The pace with which London is losing its status as a global financial markets hub has been laid bare after the capital fell to as low as 23rd in a global ranking of IPO destinations.
Just £184m was raised on the London Stock Exchange in the first nine months of the year, a far cry from the roughly £17bn raised as recently as 2021 and making 2025 the worst year for listings in more than three decades. The amounts raised represent a tiny fraction of the roughly £40bn that has been raised in the US over the same period.
The ranking placed London, once Europe’s premier listing destination, behind Sweden, Spain, Switzerland, Turkey, Poland and Germany and only marginally ahead of Greece and the Netherlands, according to figures compiled by Bloomberg. But the results also reveal a widespread listings drought across the continent, with Sweden the only country that had been able to raise more than £1bn.
“It’s a desert out there,” Neil Wilson, UK investor strategist at Saxo, told City AM.
“A friend at an investment bank called London a car boot sale with just crumbs of secondary placements and small capital raisings.
“What can be done? I don’t know exactly, but a big bang 2.0 strategy is required because it’s important to remember just how much productive economic output and tax the City is responsible for.”
The alarming figures come as a growing number of large-cap UK companies mull listing in the US to swerve lower valuations in the UK. This week one of the UK’s most valuable companies, pharma giant Astrazeneca, said it would be “upgrading” its New York listing in order to access deeper pools of capital, while earlier this year fintech Wise switched its primary listing from London to New York. Accountancy firm MHA, which raised just under £100m in April, remains London’s biggest IPO by deal volume so far this year.

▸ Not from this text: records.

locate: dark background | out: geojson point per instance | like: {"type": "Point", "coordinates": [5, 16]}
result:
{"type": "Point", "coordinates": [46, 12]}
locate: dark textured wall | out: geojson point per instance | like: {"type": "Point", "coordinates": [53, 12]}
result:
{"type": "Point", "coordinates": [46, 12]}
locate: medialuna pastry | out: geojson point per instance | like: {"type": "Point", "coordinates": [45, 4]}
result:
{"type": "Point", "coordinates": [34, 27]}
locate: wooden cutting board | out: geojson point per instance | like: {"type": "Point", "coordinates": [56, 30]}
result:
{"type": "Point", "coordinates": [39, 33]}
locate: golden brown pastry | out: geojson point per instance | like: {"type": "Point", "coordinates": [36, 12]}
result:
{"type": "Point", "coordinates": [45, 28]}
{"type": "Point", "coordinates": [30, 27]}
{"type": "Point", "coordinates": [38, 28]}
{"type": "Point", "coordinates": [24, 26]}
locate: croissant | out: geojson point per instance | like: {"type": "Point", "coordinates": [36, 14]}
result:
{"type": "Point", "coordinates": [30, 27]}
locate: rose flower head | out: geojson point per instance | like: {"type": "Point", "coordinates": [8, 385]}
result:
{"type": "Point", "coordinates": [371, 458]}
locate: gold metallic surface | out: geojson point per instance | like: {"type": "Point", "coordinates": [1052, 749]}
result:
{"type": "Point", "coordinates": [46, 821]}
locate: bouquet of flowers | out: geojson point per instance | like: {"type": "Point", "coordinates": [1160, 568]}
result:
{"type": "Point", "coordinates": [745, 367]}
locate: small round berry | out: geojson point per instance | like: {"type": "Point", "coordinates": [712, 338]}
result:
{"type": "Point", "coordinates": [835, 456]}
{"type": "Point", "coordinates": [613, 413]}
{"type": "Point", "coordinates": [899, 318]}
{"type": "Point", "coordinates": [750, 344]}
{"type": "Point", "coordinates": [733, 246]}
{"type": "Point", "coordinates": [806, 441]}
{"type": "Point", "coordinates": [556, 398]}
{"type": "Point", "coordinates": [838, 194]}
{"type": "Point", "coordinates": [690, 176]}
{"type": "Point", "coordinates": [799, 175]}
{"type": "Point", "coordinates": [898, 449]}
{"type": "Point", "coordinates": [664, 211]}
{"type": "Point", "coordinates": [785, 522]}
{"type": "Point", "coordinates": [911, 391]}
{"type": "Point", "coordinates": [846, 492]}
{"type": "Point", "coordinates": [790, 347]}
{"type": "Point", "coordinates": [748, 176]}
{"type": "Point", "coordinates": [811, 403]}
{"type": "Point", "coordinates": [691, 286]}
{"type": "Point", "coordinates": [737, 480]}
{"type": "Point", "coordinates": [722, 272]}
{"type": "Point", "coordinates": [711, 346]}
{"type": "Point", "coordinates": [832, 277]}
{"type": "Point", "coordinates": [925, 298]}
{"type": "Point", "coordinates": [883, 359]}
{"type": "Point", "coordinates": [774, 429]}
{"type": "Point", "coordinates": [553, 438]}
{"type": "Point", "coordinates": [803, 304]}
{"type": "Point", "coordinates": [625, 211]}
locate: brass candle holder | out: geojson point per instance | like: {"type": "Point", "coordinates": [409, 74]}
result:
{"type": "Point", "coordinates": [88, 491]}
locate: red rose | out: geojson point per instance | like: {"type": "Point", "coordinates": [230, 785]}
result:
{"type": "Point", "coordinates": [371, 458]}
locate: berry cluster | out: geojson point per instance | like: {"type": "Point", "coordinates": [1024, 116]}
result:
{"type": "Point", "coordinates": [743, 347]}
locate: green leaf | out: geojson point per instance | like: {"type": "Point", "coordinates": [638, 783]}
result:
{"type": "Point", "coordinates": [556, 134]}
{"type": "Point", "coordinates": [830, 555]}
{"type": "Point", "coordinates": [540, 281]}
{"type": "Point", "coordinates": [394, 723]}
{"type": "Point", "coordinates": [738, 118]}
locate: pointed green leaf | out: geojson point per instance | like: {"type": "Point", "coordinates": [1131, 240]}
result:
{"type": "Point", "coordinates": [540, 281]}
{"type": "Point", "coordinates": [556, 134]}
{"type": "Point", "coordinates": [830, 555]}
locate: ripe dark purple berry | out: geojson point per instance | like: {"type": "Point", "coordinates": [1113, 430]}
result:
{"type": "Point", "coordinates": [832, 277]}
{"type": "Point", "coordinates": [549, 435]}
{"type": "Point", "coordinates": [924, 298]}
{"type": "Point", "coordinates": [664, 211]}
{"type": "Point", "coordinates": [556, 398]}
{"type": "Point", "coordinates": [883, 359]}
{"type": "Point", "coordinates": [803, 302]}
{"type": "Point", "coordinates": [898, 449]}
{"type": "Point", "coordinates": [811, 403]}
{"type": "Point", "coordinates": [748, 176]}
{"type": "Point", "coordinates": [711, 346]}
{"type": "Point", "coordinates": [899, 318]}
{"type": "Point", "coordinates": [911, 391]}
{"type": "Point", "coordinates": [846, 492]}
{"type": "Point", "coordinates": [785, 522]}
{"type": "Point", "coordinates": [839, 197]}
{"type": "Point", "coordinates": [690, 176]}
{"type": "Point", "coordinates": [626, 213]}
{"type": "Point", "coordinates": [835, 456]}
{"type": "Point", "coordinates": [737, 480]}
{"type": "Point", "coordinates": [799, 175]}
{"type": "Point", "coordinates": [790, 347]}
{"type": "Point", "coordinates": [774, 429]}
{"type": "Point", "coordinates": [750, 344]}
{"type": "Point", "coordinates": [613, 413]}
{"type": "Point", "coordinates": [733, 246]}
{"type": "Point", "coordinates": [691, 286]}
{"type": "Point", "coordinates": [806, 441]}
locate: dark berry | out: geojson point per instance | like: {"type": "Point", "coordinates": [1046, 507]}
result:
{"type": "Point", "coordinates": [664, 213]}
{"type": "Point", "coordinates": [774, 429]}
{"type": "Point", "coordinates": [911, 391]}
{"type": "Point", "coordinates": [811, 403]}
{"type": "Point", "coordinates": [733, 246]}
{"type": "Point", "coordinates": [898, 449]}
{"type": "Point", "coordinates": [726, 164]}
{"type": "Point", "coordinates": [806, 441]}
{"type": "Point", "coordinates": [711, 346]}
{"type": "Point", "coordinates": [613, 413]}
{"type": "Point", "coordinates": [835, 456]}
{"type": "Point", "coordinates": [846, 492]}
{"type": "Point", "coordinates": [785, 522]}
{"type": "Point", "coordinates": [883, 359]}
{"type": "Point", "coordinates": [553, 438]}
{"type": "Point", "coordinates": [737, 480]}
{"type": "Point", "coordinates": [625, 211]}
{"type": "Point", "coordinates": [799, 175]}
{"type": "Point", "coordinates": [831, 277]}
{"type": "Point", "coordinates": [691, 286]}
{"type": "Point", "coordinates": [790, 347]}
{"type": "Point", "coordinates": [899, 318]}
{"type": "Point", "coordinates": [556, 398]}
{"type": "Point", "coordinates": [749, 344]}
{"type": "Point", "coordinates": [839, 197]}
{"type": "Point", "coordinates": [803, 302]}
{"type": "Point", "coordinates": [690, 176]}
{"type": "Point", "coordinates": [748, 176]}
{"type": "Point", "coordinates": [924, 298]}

It follows calls for pension funds to be required to have a “default” UK weighting to prevent the London stock market getting caught in a “doom loop”.
A UK weighted default fund with an allocation of between 20-25 per cent, if made a requirement for defined contribution (DC) pensions with an opt-out for individuals, would pump an extra £76bn into UK equities to rejuvenate the public market, according to projections from think tank New Financial.
A “do nothing” approach risks seeing DC fund allocation to the UK slip further still to 3.5 per cent by the end of the decade, think tank New Financial warned, while full mandation would likely see UK equities rise to around 12.4 per cent of total funds.